Sinus disease, allergies, and asthma have been shown to be intimately related through recent research. Moreover, gastroesophageal reflux disease (GERD), laryngopharyngeal reflux disease (LPRD) and/or snoring or sleep apnea are often present as well. "Chronic Airway-Digestive Inflammatory Disease" (CAID) is a phrase which has been coined by Dr. Jordan S. Josephson, M.D., F.A.C.S. and Dr. Jens Ponikeau, M.D. to describe this very complex set of problems which are caused by inflammation. This term was first described in a book entitled Sinus Relief Now. CAID directly affects the upper respiratory system (the nose and the sinuses), the lower airway (the lungs) and the GI tract and these areas are intimately connected.

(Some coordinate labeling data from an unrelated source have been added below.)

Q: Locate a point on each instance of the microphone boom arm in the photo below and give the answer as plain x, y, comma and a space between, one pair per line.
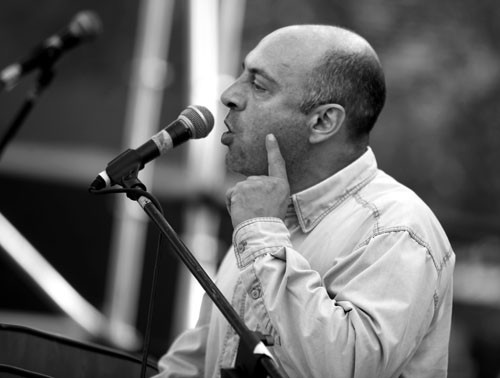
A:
260, 357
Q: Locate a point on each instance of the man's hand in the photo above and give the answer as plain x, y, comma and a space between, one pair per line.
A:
261, 196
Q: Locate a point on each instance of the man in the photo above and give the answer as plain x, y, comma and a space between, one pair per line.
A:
347, 270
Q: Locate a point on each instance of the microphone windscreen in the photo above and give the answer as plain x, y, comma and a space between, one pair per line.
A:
85, 25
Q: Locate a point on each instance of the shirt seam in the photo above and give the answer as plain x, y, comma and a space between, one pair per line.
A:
348, 193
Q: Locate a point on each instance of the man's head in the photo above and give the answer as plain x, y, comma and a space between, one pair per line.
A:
318, 89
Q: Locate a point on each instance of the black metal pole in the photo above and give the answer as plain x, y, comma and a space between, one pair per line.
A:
45, 78
249, 338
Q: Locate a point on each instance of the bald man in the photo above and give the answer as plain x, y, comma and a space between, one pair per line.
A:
347, 270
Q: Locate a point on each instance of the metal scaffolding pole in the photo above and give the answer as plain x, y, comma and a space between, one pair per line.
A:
214, 47
142, 120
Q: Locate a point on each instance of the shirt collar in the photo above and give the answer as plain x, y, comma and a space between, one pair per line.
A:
314, 203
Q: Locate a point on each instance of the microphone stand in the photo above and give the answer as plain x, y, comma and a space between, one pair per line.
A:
43, 81
254, 358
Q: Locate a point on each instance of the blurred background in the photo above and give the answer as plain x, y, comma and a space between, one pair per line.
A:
438, 134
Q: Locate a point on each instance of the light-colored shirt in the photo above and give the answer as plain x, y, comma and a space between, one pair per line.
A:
355, 282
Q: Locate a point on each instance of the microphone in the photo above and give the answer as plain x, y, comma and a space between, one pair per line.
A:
84, 26
194, 122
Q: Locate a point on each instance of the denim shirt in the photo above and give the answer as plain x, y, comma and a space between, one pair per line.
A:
355, 282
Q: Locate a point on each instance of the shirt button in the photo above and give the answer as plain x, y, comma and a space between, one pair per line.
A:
255, 293
241, 246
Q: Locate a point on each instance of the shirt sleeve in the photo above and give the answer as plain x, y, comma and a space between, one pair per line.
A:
364, 318
186, 356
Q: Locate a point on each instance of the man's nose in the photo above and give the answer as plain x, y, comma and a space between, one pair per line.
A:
232, 97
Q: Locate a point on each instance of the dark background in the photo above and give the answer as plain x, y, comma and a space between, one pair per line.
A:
438, 134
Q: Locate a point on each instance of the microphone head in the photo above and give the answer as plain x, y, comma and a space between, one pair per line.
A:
199, 119
85, 25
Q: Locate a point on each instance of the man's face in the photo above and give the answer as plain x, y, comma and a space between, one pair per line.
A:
265, 99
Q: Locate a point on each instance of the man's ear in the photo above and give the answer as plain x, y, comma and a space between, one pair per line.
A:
325, 121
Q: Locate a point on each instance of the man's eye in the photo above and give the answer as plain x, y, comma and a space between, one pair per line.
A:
257, 86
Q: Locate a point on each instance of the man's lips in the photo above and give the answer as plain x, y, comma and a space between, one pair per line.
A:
227, 138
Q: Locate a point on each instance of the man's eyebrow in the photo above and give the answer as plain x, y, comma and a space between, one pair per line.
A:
258, 71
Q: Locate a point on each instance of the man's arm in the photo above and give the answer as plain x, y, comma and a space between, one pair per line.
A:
186, 356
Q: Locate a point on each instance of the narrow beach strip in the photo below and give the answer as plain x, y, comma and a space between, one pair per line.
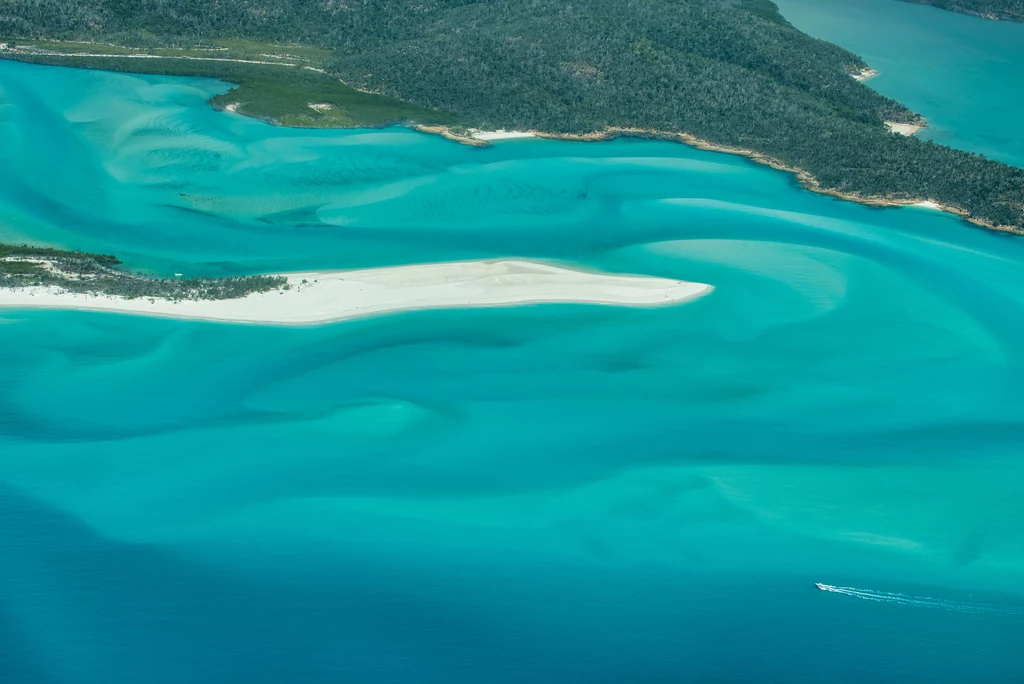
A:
322, 297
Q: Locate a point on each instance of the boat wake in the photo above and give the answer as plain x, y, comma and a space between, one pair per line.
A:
920, 601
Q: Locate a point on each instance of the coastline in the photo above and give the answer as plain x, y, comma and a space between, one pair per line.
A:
806, 179
324, 297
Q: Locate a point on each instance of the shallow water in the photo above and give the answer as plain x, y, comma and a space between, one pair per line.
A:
552, 494
964, 74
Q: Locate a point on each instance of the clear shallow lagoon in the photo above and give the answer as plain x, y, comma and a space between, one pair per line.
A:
964, 74
549, 494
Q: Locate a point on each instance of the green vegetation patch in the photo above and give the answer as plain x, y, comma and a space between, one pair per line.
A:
730, 72
24, 265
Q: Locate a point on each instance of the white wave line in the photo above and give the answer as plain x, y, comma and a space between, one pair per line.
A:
920, 601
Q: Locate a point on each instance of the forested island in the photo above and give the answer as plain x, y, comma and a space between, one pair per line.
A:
731, 73
991, 9
26, 266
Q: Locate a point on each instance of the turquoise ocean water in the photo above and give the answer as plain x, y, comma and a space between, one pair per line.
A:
964, 74
544, 494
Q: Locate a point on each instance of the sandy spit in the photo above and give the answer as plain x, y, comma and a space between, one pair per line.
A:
322, 297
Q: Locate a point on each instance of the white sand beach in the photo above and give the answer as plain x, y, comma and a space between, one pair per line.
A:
325, 297
501, 135
904, 129
864, 74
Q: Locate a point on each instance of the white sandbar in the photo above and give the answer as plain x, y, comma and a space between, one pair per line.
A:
501, 135
330, 296
904, 129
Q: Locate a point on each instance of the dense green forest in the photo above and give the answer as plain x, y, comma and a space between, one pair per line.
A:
23, 265
1003, 9
730, 72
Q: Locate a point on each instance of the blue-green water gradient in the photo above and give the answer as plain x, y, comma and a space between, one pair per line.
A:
965, 74
544, 494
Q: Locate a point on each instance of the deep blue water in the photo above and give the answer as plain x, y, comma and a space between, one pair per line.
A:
551, 494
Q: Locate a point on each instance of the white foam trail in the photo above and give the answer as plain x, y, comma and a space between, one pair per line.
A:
921, 601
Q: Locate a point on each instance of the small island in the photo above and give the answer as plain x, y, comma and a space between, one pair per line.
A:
25, 266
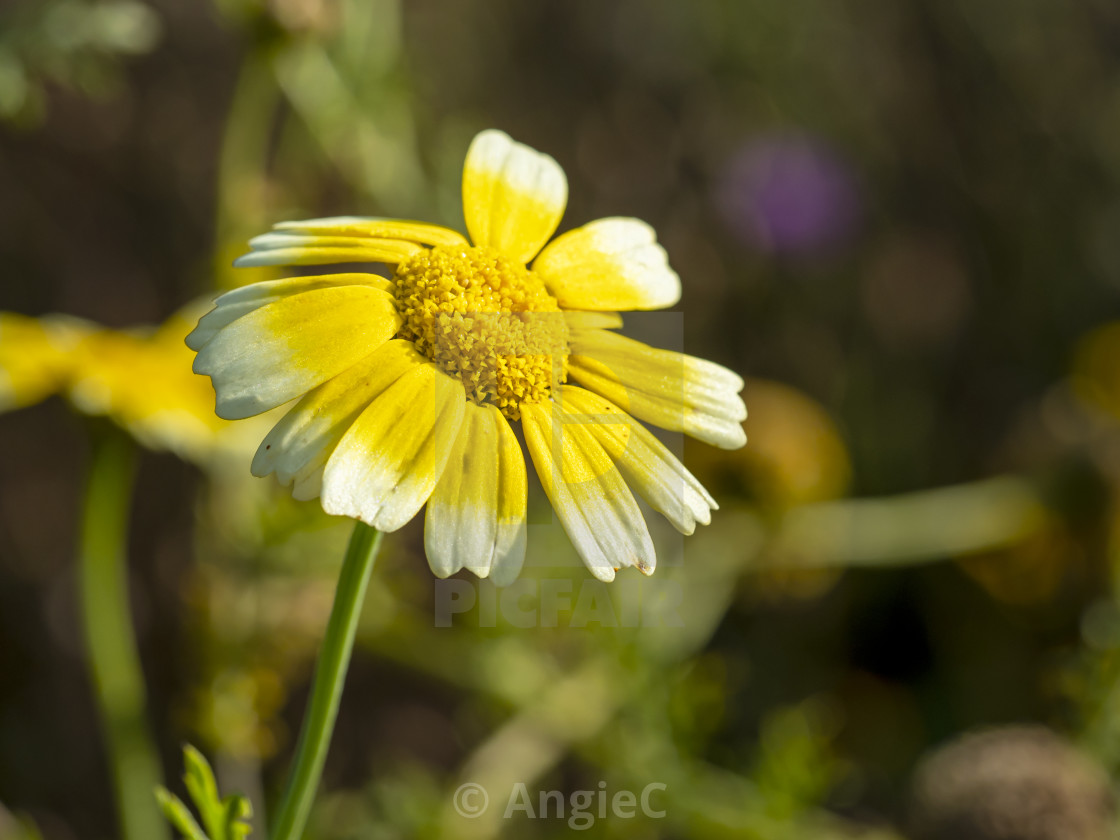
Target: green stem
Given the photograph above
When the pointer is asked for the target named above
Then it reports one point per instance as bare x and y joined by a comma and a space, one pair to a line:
114, 662
329, 675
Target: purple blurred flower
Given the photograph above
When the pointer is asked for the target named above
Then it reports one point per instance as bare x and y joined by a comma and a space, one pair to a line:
790, 194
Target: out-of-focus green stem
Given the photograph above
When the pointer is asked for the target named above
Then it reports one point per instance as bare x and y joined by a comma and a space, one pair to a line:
114, 662
329, 677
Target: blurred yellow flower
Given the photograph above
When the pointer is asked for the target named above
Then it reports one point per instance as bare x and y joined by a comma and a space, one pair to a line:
35, 357
140, 379
799, 458
408, 385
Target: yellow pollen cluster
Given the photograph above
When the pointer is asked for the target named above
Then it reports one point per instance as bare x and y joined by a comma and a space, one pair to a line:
487, 320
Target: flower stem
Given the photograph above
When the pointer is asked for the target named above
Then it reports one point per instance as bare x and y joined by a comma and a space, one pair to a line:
329, 675
114, 662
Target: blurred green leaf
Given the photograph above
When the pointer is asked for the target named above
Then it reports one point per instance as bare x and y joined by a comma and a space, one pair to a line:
225, 819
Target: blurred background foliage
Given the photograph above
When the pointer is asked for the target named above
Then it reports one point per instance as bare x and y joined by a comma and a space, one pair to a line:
897, 218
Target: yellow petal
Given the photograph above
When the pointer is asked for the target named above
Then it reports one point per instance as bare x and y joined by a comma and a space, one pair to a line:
587, 492
513, 197
371, 227
276, 249
613, 263
668, 389
577, 319
35, 357
476, 515
287, 347
388, 463
244, 299
141, 379
646, 464
298, 446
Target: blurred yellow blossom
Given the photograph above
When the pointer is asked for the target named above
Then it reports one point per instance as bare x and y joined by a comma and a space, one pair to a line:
796, 455
140, 379
35, 357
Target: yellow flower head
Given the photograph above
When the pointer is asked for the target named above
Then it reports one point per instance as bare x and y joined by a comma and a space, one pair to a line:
140, 379
407, 386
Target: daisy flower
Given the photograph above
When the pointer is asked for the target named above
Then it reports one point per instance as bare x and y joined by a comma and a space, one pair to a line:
137, 378
407, 386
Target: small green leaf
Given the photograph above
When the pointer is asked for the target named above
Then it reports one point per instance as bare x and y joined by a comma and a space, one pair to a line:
224, 819
178, 815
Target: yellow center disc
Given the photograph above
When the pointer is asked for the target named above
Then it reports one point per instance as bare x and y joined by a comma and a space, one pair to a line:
487, 320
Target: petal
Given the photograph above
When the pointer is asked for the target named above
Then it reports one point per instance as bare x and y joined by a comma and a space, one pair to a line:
587, 492
372, 227
287, 347
646, 464
388, 463
282, 250
577, 319
613, 263
36, 356
513, 197
345, 239
242, 300
298, 446
670, 390
476, 515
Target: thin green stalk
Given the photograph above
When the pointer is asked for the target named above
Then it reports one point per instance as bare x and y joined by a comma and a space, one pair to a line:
329, 675
114, 662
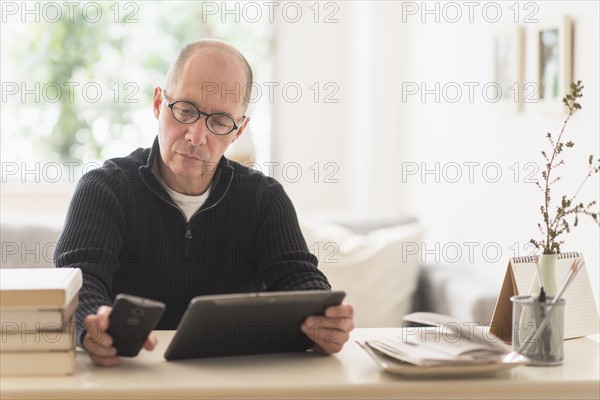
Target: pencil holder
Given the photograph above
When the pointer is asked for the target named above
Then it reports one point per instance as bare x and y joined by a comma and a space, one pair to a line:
538, 329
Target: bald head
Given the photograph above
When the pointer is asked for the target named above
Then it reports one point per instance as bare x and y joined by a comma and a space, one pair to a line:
216, 47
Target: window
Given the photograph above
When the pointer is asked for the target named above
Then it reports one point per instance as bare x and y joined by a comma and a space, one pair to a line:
78, 79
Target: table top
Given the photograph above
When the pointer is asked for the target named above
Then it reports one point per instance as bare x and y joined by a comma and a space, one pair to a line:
349, 374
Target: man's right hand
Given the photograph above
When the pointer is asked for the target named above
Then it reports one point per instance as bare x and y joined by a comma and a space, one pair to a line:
98, 343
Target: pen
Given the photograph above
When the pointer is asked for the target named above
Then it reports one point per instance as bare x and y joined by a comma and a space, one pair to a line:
575, 267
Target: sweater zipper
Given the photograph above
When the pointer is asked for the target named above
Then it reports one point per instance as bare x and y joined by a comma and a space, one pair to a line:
188, 227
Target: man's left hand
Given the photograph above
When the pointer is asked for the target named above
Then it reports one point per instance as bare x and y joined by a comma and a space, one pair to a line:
330, 331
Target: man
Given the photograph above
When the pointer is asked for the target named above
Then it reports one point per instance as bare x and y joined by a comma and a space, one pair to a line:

CAID begins when bacteria, virus, fungus (mold), pollutants or other irritants, or an allergen initiate an inflammatory response in the airway (both upper and lower). Inflammatory responses may then lead to a number of related reactions. For example, allergies often worsen sinus problems, and sinus problems and allergies can trigger or worsen asthma. Reflux can be set off by sinus problems and reflux can also send acids up to the upper airway and worsen the inflammation already occurring secondary to infection. Inflammation in these different areas are all related and the reaction can cause the symptoms to worsen in a vicious cycle.

CAID can also impact organs beyond the respiratory (breathing) and digestive systems. Heart disease, stroke, infertility, painful headaches and chronic fatigue syndrome may be linked to CAID. CAID must first be diagnosed before each of these conditions can be properly treated.

Available treatment options include over the counter remedies, holistic medicines and allopathic treatments, prescription medications, surgery and lifestyle changes.

Unfortunately, CAID is a chronic disease, which is not cured by medicines and/or surgery but definitely can be controlled with good comprehensive care. However, symptoms may be controlled and unnecessary pain alleviated.

One treatment option is the so-called Five Part Plan for treatment described in the book Sinus Relief Now which includes:

Using irrigation to care for sinuses,

Managing the level of mould, allergens, and other pollutants in homes, offices, and cars, by cleaning up your environment

Knowing which foods trigger CAID symptoms, and removing them from your diet

Being compliant with your treatment. Both Eastern Alternative and Western Traditional Medicine Treatments complement each other and should be investigated to provide a comprehensive holistic approach.
Embracing life-altering changes to enjoy your health (i.e. smoking cessation).